This year, The New York Times wrote about a fascinating demographic phenomenon: aging baby boomers with lots of collectibles they intended to pass down to their children. The problem, The Times found, is that those children didn’t want the stuff.
Turns out, it’s kind of a trend — one that’s hit my own extended family over the last decade. But it also left me wondering about whether today’s collectible cars could become tomorrow’s Lladro figurines.
The folks at The Hagerty Group, the classic car data analytics and insurance company, watch the collector car market closely. Hagerty has noted that auction prices this year slid again from their peak in 2015 and that entry-level collector vehicles seemed to be doing far better than those at the top end of the market. However, the number of vehicles offered and sold at auctions was trending up.
But Hagerty found something else, as noted last fall by Automotive News‘ sister publication Autoweek: Baby boomers — those born between 1946 and 1964 — are still buying more classic cars than they’re selling, and that’s a problem.

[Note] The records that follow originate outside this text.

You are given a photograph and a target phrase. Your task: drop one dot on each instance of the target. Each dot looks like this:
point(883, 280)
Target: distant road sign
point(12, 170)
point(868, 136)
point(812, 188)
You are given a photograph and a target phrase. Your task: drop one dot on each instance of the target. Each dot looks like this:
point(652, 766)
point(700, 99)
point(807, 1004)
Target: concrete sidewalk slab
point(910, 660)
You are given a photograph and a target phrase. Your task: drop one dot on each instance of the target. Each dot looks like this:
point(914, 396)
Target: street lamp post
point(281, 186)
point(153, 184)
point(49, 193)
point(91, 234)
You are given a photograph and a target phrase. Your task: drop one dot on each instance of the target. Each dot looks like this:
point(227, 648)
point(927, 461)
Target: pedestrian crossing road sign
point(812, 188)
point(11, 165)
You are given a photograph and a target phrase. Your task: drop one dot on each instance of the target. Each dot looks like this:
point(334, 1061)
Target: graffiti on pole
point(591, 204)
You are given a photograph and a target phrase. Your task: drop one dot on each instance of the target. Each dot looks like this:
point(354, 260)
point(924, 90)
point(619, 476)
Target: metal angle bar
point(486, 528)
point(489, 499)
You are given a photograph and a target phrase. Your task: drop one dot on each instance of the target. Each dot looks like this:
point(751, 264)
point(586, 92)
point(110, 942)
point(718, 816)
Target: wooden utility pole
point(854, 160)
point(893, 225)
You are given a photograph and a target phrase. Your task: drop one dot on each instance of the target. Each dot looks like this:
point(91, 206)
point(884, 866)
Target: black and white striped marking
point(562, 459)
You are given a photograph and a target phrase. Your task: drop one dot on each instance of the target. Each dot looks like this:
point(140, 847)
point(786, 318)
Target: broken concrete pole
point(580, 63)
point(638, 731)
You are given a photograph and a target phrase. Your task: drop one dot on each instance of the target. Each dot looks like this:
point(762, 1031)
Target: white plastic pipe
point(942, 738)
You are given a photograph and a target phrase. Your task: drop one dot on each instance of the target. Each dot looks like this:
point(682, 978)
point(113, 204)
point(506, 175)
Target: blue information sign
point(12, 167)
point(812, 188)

The boomers in the U.S. outnumber my generation — which has lived in their self-obsessed shadow for 50 years, but I digress — by about 10 million people, so there are probably not enough of us to buy all those collectible cars the boomers have covered in their garages.
Yes, the millennial generation, those born between the early 1980s and the early 2000s, is larger demographically than the remaining baby boomers, but it’s also swallowed in debt. Those demographics hardly paint a rosy outlook for a long-term expansion of collecting cars.